I’ve been seeing a lot of interesting lichens lately and thought I might write about them, even though I really don’t know that much about identifying them. Maybe you’ll like just looking at them as I do, and won’t care if you know their identity. I do know that a type of lichen called rock tripe grows on rocks near water, so off I went to the nearest lake. As I slowly drove around the lake looking for likely spots where rock tripe would grow, I saw this.
This boulder is 6 or 7 feet tall, as long as a pickup truck, and probably weighs ten times as much. I was going to call it a glacial erratic, but apparently such stones are considered erratic only when they “differ from the size and type of rock native to the area in which they rest.” This one is granite just like most of the stones in the area, so it doesn’t fit the definition. Still, I imagine it has been sitting here since a glacier dropped it many thousands of years ago because it is too big to have been moved any other way. I decided to look it over.
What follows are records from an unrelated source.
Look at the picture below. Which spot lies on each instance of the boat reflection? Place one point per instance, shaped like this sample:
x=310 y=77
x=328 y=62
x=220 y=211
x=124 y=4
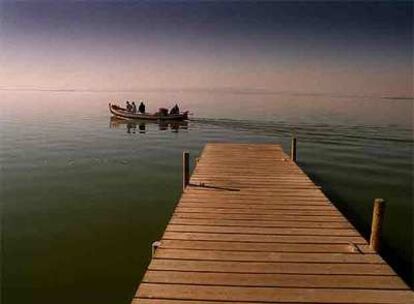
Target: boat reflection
x=140 y=126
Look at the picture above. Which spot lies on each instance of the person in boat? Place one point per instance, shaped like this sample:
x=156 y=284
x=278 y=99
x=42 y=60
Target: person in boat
x=141 y=108
x=129 y=107
x=175 y=110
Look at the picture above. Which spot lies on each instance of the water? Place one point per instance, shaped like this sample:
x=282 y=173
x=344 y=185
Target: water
x=83 y=197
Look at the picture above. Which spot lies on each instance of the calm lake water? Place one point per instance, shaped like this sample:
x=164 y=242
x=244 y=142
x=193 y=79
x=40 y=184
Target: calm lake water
x=83 y=197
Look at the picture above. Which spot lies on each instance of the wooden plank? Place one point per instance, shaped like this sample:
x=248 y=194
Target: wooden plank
x=263 y=267
x=266 y=256
x=271 y=294
x=259 y=223
x=264 y=212
x=258 y=247
x=253 y=238
x=264 y=230
x=275 y=280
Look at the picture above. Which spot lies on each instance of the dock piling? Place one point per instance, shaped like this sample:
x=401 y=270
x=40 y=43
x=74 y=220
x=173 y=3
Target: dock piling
x=277 y=239
x=376 y=226
x=293 y=148
x=186 y=169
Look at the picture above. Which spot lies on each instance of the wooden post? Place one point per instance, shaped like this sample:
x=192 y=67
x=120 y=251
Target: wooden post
x=154 y=247
x=186 y=169
x=376 y=226
x=293 y=148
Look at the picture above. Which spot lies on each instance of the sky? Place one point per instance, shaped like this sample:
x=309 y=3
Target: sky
x=352 y=48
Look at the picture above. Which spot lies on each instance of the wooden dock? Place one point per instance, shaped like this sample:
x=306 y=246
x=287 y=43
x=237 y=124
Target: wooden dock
x=253 y=228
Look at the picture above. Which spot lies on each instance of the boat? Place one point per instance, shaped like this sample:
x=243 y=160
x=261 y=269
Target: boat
x=122 y=113
x=141 y=125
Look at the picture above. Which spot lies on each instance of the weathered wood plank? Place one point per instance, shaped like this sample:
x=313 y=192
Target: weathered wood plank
x=271 y=294
x=217 y=255
x=263 y=267
x=275 y=280
x=257 y=246
x=253 y=238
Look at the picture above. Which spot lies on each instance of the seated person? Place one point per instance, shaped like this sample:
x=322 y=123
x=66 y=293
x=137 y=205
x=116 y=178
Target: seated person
x=141 y=108
x=129 y=107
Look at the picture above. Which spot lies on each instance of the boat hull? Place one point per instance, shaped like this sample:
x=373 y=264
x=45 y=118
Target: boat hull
x=124 y=114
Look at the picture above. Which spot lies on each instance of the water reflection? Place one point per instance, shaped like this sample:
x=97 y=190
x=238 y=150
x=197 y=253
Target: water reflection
x=141 y=126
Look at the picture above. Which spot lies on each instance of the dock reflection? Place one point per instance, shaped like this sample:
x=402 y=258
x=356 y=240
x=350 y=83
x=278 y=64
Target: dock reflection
x=141 y=126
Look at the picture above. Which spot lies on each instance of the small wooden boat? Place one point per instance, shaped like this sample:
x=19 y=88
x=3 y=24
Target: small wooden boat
x=124 y=114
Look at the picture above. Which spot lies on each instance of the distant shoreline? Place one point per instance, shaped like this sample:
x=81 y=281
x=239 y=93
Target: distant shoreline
x=218 y=90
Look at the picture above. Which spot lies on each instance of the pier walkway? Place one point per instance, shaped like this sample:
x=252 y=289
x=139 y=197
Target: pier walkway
x=253 y=228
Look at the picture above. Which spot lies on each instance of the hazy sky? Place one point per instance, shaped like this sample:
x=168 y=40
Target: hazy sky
x=346 y=48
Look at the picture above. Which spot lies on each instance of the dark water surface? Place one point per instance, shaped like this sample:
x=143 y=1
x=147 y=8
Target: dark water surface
x=83 y=197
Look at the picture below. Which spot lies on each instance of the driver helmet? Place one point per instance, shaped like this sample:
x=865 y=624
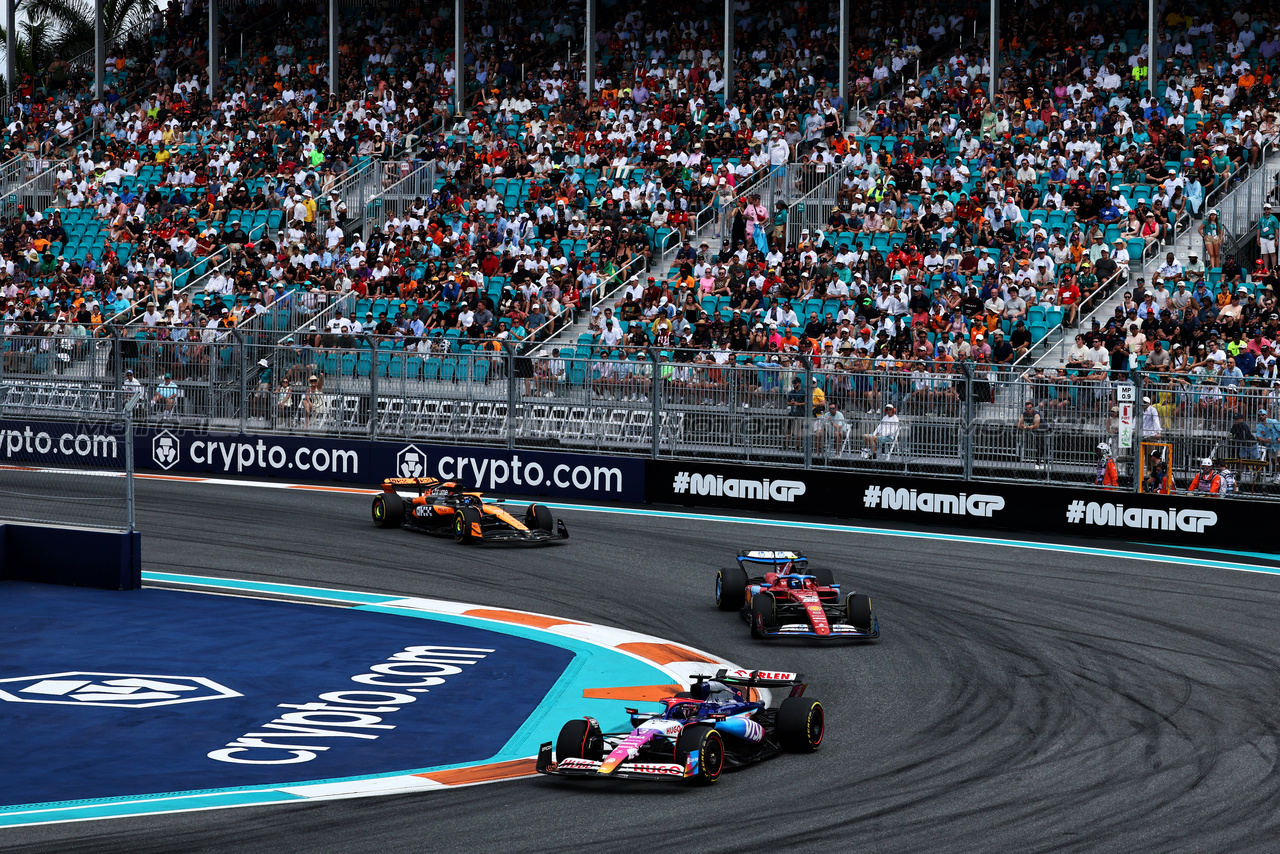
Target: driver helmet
x=718 y=692
x=688 y=711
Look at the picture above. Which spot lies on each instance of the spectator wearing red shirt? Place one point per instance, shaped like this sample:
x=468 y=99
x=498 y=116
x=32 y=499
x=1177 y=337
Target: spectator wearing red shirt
x=1069 y=297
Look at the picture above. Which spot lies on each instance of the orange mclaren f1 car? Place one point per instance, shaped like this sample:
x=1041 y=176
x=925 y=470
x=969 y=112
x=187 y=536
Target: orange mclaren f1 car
x=447 y=508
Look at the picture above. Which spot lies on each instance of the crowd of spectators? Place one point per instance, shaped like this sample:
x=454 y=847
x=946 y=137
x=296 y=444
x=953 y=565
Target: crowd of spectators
x=964 y=227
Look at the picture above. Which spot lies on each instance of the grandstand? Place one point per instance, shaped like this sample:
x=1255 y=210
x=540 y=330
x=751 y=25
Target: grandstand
x=579 y=218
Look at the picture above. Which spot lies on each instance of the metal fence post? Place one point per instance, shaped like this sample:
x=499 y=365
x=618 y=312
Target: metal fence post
x=807 y=418
x=1138 y=415
x=654 y=401
x=117 y=368
x=373 y=386
x=243 y=378
x=965 y=438
x=129 y=517
x=511 y=393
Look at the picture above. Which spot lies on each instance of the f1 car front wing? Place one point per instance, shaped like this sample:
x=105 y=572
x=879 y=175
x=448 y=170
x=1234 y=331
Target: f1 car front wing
x=659 y=771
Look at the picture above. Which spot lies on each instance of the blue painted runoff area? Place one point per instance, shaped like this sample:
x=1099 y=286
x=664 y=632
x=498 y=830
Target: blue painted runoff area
x=114 y=694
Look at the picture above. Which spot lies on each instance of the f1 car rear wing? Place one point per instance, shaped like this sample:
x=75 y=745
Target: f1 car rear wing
x=389 y=484
x=773 y=557
x=757 y=679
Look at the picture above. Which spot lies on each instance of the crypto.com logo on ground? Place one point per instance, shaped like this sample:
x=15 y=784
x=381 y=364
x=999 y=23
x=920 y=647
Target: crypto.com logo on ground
x=114 y=690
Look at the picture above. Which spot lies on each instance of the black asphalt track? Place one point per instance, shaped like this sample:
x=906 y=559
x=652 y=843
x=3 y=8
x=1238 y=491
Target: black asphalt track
x=1019 y=700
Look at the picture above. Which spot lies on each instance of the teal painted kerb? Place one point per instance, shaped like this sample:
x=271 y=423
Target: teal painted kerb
x=592 y=667
x=353 y=597
x=124 y=807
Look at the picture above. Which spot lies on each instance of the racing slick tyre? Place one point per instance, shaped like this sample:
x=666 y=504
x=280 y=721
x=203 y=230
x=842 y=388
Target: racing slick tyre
x=464 y=524
x=711 y=753
x=800 y=725
x=859 y=608
x=388 y=510
x=731 y=588
x=764 y=613
x=822 y=576
x=539 y=517
x=580 y=739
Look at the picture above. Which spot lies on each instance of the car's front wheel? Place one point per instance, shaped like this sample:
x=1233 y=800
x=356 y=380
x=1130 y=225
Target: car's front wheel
x=539 y=517
x=731 y=588
x=764 y=613
x=466 y=520
x=388 y=510
x=800 y=725
x=580 y=739
x=859 y=610
x=711 y=753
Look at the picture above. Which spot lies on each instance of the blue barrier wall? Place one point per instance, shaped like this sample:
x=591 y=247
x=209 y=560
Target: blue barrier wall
x=72 y=556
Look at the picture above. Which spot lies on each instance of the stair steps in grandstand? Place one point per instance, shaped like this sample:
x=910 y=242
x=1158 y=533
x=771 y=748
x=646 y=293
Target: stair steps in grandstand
x=1187 y=241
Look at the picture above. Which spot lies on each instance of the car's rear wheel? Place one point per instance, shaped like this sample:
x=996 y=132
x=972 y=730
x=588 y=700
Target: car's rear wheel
x=764 y=613
x=711 y=753
x=388 y=510
x=580 y=739
x=731 y=588
x=465 y=520
x=800 y=725
x=859 y=608
x=539 y=517
x=822 y=576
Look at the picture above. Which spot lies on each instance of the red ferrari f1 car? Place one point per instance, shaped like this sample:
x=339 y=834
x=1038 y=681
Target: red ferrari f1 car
x=451 y=510
x=782 y=597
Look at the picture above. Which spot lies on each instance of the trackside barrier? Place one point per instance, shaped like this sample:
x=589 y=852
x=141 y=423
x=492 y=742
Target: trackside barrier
x=519 y=471
x=81 y=557
x=950 y=502
x=1042 y=510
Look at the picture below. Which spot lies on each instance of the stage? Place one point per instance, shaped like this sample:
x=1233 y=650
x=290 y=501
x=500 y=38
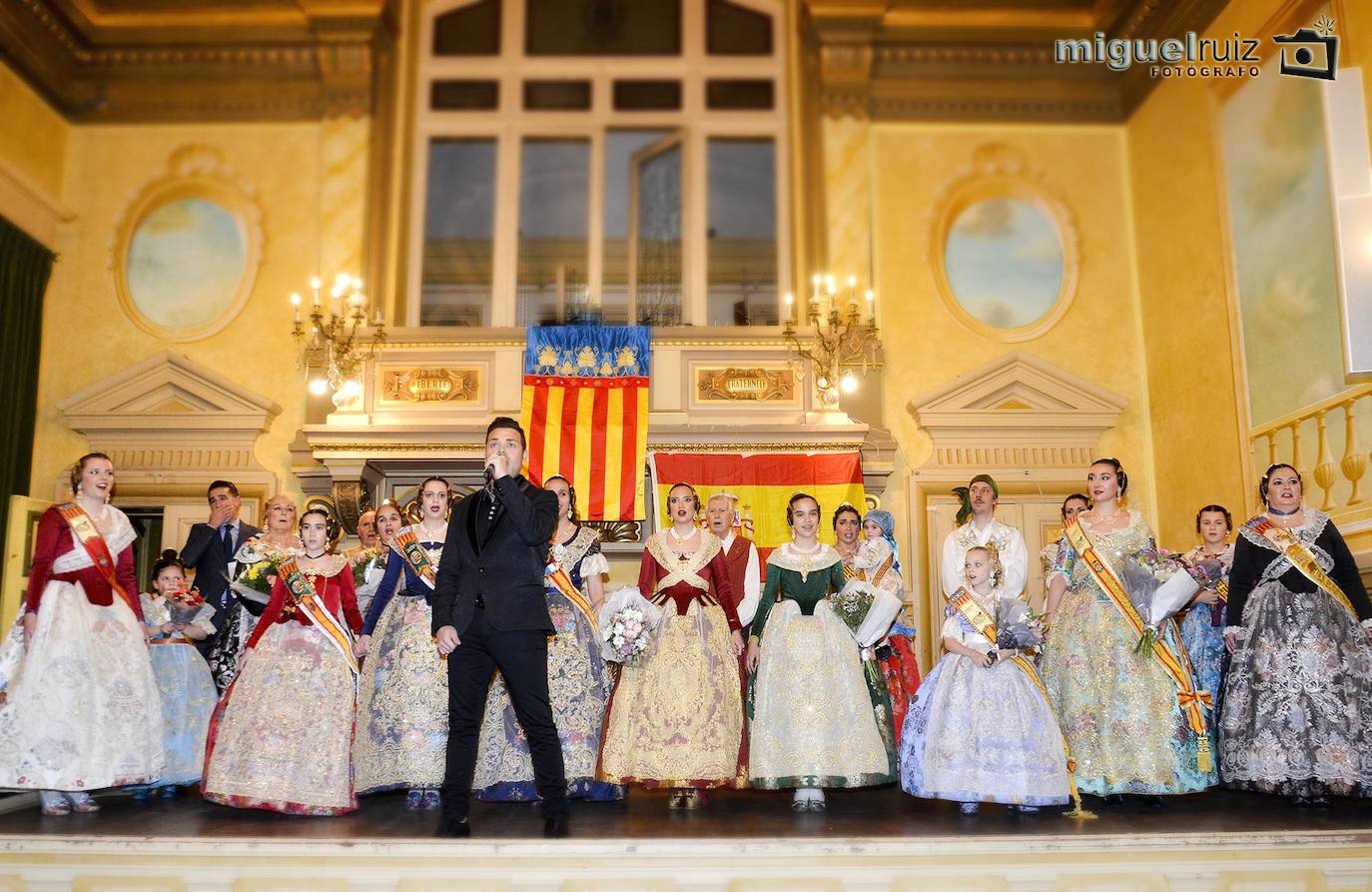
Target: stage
x=868 y=840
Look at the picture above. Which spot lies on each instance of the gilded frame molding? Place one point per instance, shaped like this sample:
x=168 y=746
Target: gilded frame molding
x=1001 y=171
x=191 y=172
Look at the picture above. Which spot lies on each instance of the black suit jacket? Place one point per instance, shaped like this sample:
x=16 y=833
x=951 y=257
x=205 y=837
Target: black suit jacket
x=506 y=568
x=204 y=551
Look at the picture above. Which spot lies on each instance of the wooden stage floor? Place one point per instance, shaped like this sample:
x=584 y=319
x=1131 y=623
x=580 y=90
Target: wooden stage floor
x=740 y=815
x=876 y=840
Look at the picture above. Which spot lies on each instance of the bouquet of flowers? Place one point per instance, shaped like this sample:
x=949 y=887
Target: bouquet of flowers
x=254 y=583
x=628 y=626
x=184 y=604
x=1017 y=626
x=866 y=609
x=362 y=562
x=1158 y=584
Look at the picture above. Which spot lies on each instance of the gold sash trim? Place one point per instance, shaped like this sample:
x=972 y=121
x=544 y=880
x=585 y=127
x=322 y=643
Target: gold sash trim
x=983 y=622
x=96 y=549
x=407 y=546
x=561 y=580
x=308 y=601
x=1301 y=557
x=1192 y=701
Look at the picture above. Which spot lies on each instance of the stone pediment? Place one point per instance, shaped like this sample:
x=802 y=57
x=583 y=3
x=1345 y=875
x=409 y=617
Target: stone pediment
x=1016 y=412
x=168 y=389
x=171 y=426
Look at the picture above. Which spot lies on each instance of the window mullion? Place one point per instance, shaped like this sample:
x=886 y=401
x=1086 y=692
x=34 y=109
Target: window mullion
x=506 y=230
x=596 y=225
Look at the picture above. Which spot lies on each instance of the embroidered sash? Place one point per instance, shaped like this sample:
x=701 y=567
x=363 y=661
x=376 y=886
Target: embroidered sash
x=307 y=600
x=560 y=579
x=407 y=546
x=881 y=571
x=96 y=547
x=1194 y=703
x=975 y=613
x=986 y=624
x=1301 y=557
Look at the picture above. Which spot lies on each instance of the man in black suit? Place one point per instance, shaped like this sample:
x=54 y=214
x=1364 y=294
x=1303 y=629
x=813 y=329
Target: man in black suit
x=210 y=549
x=490 y=613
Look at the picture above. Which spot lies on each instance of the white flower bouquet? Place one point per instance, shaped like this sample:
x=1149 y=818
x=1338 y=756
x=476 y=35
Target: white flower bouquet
x=628 y=626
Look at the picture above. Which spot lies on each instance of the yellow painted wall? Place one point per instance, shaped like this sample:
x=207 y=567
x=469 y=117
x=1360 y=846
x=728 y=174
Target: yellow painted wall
x=85 y=334
x=927 y=346
x=1180 y=231
x=33 y=138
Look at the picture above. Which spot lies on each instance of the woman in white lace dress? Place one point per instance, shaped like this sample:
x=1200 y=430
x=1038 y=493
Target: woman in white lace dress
x=79 y=701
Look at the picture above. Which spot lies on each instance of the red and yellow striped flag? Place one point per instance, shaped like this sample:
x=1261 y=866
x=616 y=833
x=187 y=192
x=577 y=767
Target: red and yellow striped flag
x=763 y=483
x=585 y=412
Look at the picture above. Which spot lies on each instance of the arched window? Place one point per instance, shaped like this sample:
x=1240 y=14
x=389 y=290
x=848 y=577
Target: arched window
x=613 y=158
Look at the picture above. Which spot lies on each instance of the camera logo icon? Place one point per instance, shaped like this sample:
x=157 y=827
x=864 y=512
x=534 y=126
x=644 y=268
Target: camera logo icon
x=1310 y=51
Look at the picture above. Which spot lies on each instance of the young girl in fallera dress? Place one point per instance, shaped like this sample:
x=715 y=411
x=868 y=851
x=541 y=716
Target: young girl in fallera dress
x=982 y=727
x=184 y=679
x=1202 y=626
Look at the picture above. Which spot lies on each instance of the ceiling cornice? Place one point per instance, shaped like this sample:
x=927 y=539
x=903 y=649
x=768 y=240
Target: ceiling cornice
x=301 y=61
x=986 y=61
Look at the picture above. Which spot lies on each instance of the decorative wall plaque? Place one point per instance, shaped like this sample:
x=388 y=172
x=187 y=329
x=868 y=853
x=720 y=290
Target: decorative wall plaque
x=756 y=385
x=431 y=385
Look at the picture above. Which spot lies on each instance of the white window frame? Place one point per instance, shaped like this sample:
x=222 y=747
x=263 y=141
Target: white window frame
x=509 y=125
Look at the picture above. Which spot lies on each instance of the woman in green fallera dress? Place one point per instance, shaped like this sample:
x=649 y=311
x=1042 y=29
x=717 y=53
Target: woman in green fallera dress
x=814 y=715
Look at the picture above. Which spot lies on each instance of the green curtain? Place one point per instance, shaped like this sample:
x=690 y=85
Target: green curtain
x=25 y=268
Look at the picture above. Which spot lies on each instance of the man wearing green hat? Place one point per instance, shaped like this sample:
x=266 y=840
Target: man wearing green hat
x=977 y=525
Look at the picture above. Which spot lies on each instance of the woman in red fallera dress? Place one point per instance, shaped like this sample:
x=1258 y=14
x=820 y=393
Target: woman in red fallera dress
x=282 y=737
x=79 y=701
x=678 y=719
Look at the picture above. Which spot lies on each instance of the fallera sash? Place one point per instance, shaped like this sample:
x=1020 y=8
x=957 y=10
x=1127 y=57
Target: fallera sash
x=1301 y=557
x=307 y=600
x=407 y=546
x=560 y=579
x=1194 y=703
x=96 y=547
x=983 y=622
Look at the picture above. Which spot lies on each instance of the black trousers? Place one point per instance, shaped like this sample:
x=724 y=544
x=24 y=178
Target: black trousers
x=521 y=657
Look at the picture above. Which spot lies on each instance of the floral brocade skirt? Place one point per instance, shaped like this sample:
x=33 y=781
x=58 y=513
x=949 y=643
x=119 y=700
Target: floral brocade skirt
x=1118 y=709
x=282 y=736
x=402 y=703
x=817 y=720
x=578 y=685
x=983 y=734
x=1297 y=715
x=678 y=719
x=80 y=705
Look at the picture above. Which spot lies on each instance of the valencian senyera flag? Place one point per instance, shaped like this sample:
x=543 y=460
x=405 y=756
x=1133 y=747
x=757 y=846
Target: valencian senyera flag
x=763 y=483
x=585 y=412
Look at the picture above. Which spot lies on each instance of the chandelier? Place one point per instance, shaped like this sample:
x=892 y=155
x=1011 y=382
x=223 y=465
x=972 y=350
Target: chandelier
x=333 y=342
x=841 y=333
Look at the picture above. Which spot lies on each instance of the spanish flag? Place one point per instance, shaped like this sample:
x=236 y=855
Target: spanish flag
x=763 y=483
x=585 y=412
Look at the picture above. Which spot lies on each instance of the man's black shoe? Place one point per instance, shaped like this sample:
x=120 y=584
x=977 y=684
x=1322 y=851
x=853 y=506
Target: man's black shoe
x=453 y=828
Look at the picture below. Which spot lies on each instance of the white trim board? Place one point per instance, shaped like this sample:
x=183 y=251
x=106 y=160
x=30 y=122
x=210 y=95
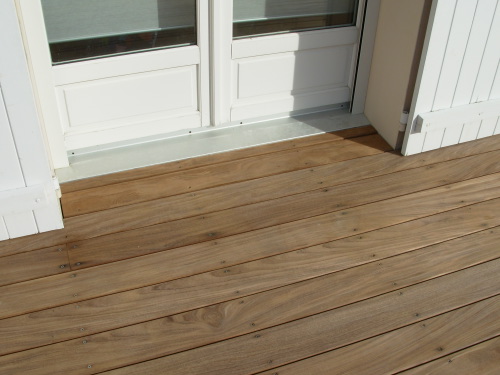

It had rock tripe (Umbilicaria mammulata) on it all right-In fact half of it was covered with them. These Lichens are edible and there are accounts of people lost in the wilderness surviving by eating them. It is said that even George Washington’s starving troops ate them at Valley Forge, and Native American Cree people thickened their fish stew with them. It is wise to use care when eating lichens though, because some (Letharia) and (Vulpicida) were used to poison wolves in Europe.Another lichen, (Parmelia molliuscula) has been known to poison sheep and cattle.
I found that rock tripe lichens come in many colors. Colors vary within species due to light exposure, genetics, age, pigments present, and sometimes color even depends on whether the lichen is wet or dry.
Rock tripe wasn’t the only thing growing on the boulder. Here yellowish lichens are surrounded by mosses. When I see this picture I imagine looking down on a miniature landscape where mosses become trees. One way lichens can spread is by having the wind blow pieces of them around.
Sometimes it is like looking down on a miniature rain forest. I had a model train set years ago when I was a boy and dyed lichens were my shrubs and trees.
Laplanders harvest lichen to feed their reindeer, and in Libya they are fed to sheep. Bear sometimes feed on lichens just after they wake from their winter nap. Mountain goats, caribou, moose, deer, and squirrels also eat them.
The colors and variety of lichens is amazing. Some lichens can live for more than a thousand years and have been used to make dyes in yellow, brown, red, blue, purple, and other colors for over 3,500 years. Navajo rugs were woven with wool dyed with lichens and native plants. Lichens are also used to scent soaps and perfumes. Compounds found in lichens are also used in anti-viral and anti-bacterial medications, which might be why ancient Egyptians packed the body cavities of mummies with them.
This is not a paint smear, but lichens that grew on the boulder in the shade of the trees at its left end in the photo. I’ve heard of blue lichens, but these look purple to me. Or maybe pink? The ancient Romans used Roccella species from rocks around the Mediterranean to make purple dye for their togas. Later a longer lasting dye was made from snails. Purple has long been a symbol of royalty.
I Hope you enjoyed seeing a few of the lichens we have here in New Hampshire. Thanks for stopping by.